例えば振替貸付は、いい言い方をしたら契約者が出来る限り契約を継続出来るように、そしてそれは保険会社が自分たちが支払わなければならなかった分を保険料として徴収する、支出を減らす事と収入を増やす事を同時にやることなど、どの処理も保険会社は痛まない。
しかし、上にも書いた通り払済保険は知っておいて損のない仕組みだといえる。


日本アクチュアリー協会と、アクチュアリーと生命保険の関係性 〜現存する最難関の資格のひとつ〜

アクチュアリーという言葉を聞いたことがあるだろうか?
僕は知らなかった。

アクチュアリーとは、ビジネスにおける将来のリスクや不確実性の分析、評価等を専門とする専門職として、日本アクチュアリー協会が認定する資格と、その資格を保有する人のことだ。
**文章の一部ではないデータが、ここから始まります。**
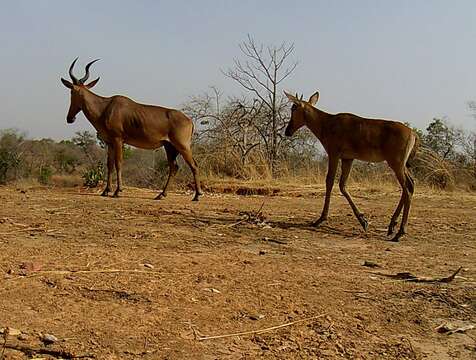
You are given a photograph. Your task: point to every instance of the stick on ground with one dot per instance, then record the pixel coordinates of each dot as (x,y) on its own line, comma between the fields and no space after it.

(もちろん、海外でも存在する資格だ)

資格の中でも最難関に位置するこの資格の正会員保有者は日本でわずか1,000人と少し(2014年現在で)。

この資格が何故生命保険とかかわりがあるのか?

実は、保険会社が保険料を算出する際に使用する死亡率がまとまった「標準生命表」を作成しているのがこの日本アクチュアリー協会で保険数理を専門としている人たちなのだ。

日本アクチュアリー協会作成 標準生命表2007年度版

この標準生命表で導き出される死亡率を元に、各生命保険会社は保険料を決めている。

しかし、実はこの死亡率よりも生命保険会社の定める死亡率は高い。
つまり、最初から生命保険会社の膨大な利差損を穴埋めする為に、死亡率を高めに設定し、保険料を徴収しているのだ。

最近は、非喫煙者割引など、優良体商品といわれる安い保険料の商品が販売されるなど、この高い死亡率設定が改善されつつあるが、それでもまだまだ下げるべき余地が大きいと思う。

特に知っていることで得する情報ではないが、うんちくとして知っていると、ちょっと通っぽい。

ちなみに、この資格は正会員になるのに8年はかかるといわれているが、
確率論の進歩と金融工学の発展によりリスク測定の概念が拡大してきたこともあり、生命保険・損害保険・企業年金といった伝統的な分野だけでなく、金融の世界で数理を扱う領域を幅広く取り扱うようになってきているので、資格の中では圧倒的に引く手数多であるといえる。